Meg Foster

BA (Hons) (Sydney), PhD (UNSW)

Fellow (B), Assistant Tutor, Postgraduate Mentor

College Roles

  • Mary Bateson Research Fellow (B)
  • Assistant Tutor (Undergraduates)
  • Postgraduate Mentor

University Roles

  • Teaching Associate, Faculty of History
  • Research Associate, Faculty of History

Contact

Email: meg.foster@newn.cam.ac.uk

Biography

Dr Meg Foster is an historian of banditry, settler colonial and public history, and the Mary Bateson Fellow at Newnham College.

Dr Meg Foster commenced her bachelor’s degree in history and sociology at the University of Sydney in 2010. There, she received numerous awards for her work including the Academic Merit Prize and Walter Reid Memorial Prize, as well as a Marion Macaulay Bequest Scholarship to undertake a student exchange at the University of Exeter in 2012.

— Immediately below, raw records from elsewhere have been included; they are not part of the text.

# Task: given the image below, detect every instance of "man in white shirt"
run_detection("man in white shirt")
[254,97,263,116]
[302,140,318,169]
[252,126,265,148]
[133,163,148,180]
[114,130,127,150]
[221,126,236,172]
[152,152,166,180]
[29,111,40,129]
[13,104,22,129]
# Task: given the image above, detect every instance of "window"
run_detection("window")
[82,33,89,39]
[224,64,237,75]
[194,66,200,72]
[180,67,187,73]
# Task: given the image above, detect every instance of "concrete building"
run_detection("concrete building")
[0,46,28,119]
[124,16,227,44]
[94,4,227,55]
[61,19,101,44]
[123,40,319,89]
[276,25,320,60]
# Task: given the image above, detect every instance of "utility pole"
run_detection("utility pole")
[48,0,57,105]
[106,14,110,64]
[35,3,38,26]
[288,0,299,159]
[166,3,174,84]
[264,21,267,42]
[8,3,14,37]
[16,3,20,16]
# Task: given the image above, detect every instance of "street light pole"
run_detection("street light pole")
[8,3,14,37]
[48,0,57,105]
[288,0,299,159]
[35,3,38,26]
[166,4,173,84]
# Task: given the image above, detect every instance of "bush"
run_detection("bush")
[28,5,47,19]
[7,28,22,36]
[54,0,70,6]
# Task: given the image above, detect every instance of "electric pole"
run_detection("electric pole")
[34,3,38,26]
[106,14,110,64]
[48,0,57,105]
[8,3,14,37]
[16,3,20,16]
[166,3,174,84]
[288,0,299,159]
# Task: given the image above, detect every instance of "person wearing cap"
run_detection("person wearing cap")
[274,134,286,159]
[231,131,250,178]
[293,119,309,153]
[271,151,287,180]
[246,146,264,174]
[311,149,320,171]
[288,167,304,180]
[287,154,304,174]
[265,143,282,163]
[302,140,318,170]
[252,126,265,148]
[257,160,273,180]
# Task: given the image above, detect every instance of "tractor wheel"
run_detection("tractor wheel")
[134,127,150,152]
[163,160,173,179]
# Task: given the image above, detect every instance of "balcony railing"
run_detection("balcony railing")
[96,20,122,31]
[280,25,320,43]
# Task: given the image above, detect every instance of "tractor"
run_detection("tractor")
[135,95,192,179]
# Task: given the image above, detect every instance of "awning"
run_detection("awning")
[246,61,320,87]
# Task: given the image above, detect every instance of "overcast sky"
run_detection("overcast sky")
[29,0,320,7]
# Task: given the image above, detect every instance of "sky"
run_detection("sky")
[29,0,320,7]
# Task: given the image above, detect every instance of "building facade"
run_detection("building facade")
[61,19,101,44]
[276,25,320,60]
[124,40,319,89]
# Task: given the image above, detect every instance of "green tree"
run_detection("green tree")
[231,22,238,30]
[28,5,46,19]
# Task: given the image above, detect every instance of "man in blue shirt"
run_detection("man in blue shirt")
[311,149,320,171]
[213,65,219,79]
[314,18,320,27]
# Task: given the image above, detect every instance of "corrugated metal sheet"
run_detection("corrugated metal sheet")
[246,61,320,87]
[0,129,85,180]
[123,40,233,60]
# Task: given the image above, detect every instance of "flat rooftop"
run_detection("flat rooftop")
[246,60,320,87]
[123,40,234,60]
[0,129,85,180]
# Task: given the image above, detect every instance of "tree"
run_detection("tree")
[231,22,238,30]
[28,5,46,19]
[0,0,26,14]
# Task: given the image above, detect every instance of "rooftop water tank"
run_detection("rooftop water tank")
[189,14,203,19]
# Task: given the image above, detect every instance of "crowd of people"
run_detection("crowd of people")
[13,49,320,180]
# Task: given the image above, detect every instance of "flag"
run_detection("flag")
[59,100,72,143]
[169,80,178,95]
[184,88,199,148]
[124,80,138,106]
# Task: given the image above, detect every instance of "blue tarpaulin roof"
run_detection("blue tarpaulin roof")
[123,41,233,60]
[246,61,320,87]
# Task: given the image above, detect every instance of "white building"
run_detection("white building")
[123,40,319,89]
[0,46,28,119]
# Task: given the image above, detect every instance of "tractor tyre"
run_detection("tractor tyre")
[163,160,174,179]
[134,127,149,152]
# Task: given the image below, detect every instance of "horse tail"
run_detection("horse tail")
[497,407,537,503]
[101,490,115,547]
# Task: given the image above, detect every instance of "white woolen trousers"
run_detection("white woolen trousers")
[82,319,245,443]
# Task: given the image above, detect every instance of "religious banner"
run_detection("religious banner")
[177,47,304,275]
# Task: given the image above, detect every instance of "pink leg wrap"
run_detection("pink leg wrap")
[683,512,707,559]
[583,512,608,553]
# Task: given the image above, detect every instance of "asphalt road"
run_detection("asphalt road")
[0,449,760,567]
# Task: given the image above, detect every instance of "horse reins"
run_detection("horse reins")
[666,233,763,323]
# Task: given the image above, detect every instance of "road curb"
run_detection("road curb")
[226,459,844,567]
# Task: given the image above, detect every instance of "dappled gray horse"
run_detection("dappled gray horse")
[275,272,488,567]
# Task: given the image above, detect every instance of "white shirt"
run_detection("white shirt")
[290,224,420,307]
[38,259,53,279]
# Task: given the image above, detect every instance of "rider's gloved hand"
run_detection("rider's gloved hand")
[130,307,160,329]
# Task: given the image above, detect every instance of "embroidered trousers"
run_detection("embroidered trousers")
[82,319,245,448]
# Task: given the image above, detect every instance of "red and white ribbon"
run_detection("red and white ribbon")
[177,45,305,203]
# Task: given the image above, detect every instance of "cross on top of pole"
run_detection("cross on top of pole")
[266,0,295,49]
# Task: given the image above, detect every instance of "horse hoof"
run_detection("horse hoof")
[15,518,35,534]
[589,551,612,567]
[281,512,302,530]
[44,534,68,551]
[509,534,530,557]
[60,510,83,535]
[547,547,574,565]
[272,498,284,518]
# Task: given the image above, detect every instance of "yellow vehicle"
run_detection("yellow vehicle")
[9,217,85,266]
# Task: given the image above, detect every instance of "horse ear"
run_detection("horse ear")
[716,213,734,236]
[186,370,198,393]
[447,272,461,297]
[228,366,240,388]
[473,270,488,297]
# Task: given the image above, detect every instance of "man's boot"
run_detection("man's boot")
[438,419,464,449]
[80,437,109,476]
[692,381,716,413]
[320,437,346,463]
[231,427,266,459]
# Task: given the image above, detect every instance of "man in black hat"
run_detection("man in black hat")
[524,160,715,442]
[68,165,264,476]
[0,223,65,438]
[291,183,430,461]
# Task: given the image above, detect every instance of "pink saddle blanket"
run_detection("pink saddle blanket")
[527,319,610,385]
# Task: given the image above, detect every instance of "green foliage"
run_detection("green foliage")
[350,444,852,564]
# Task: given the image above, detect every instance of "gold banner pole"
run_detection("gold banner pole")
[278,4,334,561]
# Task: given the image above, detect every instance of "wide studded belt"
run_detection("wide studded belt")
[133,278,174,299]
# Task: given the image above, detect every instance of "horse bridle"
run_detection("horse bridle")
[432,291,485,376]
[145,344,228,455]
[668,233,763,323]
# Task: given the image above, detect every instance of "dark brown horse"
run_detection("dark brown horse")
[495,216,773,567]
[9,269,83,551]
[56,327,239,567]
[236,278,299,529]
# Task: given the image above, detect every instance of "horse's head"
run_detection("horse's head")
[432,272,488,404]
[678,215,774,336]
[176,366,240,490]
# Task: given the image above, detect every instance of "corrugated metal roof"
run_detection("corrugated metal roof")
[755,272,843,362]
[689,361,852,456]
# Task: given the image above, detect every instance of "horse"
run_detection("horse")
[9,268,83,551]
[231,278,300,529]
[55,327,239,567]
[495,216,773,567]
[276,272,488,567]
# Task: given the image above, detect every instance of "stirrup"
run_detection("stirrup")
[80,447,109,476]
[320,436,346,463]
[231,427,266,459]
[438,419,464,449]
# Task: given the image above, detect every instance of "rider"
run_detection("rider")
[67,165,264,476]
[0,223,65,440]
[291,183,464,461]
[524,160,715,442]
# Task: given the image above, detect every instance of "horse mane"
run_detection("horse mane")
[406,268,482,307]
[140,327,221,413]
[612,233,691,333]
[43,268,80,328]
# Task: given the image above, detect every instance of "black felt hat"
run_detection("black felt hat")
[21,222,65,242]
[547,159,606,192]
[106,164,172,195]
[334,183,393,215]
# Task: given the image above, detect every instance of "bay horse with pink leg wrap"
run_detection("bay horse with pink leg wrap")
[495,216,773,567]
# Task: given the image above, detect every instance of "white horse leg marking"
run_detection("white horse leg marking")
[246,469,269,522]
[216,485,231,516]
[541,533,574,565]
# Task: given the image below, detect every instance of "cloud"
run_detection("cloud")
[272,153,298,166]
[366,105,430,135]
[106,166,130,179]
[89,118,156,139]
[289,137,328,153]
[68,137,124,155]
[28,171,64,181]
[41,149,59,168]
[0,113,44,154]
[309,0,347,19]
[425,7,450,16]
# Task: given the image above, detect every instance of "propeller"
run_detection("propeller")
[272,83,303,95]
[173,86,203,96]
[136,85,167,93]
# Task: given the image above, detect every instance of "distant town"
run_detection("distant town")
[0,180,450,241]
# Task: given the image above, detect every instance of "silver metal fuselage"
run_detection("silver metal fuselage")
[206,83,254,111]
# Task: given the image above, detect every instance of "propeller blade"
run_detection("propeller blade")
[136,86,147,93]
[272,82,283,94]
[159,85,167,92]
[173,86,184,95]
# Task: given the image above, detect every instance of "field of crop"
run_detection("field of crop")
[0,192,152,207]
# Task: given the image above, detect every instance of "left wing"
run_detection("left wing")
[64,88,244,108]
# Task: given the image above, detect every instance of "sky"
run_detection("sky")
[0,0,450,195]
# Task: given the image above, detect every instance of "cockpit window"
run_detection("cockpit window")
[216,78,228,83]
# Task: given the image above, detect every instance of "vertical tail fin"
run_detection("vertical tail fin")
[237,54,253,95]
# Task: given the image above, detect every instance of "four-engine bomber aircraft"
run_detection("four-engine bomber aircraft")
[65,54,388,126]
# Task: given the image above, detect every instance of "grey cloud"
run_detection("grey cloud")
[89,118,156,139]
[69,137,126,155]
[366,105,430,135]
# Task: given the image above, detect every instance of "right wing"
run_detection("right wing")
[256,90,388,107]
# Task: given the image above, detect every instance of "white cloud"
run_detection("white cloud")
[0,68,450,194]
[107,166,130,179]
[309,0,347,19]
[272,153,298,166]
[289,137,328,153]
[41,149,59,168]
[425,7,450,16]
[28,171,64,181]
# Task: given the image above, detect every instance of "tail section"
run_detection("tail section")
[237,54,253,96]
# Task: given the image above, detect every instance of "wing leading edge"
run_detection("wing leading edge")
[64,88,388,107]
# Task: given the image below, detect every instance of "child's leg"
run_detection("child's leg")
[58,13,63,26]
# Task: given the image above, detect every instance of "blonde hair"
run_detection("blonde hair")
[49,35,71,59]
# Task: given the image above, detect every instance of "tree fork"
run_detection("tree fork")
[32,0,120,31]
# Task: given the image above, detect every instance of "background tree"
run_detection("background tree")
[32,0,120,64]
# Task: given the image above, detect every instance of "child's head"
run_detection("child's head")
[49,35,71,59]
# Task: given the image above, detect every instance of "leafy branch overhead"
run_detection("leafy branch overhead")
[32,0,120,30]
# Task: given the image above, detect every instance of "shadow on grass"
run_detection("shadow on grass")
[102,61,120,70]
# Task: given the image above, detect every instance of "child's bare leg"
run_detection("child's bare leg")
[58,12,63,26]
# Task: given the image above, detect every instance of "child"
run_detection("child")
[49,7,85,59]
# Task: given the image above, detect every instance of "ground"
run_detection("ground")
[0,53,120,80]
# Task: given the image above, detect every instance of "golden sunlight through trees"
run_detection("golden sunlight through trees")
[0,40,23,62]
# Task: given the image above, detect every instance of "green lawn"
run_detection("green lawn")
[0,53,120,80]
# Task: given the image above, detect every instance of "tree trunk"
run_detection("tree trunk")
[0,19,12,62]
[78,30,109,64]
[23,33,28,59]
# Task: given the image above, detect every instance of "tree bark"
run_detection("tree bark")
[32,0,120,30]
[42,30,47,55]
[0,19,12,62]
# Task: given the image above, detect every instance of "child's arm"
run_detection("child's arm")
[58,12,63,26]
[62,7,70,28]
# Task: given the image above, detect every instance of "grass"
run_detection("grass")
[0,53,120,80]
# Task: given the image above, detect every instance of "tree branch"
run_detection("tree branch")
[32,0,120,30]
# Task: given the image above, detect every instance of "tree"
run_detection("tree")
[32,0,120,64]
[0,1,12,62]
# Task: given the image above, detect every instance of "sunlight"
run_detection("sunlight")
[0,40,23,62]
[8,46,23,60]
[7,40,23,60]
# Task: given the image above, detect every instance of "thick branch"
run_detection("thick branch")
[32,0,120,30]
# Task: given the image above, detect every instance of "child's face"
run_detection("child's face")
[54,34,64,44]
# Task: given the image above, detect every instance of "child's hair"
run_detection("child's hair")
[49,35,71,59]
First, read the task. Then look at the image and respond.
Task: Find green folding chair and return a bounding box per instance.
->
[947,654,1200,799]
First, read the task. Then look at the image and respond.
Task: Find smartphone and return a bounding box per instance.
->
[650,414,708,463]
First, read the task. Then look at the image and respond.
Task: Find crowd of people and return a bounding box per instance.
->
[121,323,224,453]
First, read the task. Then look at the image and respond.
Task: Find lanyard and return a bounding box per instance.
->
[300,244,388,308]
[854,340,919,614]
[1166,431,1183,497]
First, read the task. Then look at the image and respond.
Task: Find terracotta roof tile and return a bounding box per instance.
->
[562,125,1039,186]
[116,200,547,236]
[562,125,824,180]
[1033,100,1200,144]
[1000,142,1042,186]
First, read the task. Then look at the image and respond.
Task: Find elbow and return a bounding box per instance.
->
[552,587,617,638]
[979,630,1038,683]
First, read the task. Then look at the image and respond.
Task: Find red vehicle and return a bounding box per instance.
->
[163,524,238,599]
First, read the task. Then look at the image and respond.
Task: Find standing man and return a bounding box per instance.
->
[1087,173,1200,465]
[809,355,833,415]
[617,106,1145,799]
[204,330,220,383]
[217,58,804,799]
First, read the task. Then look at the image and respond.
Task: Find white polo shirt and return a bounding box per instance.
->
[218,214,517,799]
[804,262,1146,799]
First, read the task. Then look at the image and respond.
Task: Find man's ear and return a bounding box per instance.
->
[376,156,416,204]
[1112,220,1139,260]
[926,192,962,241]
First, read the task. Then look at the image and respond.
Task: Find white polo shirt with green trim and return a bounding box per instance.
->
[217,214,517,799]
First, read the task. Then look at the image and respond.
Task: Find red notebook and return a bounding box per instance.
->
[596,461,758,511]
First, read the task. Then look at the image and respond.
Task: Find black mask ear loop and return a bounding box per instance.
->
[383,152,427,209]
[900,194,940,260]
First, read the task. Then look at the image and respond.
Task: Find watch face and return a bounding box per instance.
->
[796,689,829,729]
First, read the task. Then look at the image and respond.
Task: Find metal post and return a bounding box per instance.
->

After finishing her bachelor’s degree in 2012, Meg continued studying at the University of Sydney and received an honours degree in history in 2013. Meg’s honour’s thesis, which examined Aboriginal bushrangers in nineteenth century popular culture, received the University of Sydney Charles Trimby Burfitt Prize for the Study of Australian History.

In 2014, Meg worked as a consultant historian at the Australian Centre for Public History and received the Deen De Bortoli Award from the History Council of New South Wales for her work examining the connection between public history and digital technologies.

Meg commenced a PhD in history at the University of New South Wales in 2015. Under the supervision of Professor Grace Karskens and Professor Lisa Ford, Meg’s work examined the ‘other’ bushrangers: Aboriginal, African-American, Chinese and female bandits in Australian history and social memory.

In 2017, Meg received an Australian Bicentennial Scholarship from King’s College London to travel to the UK for research. In England, she was a Visiting Research Fellow for the ERC funded Carceral Archipelago Project based at the University of Leicester.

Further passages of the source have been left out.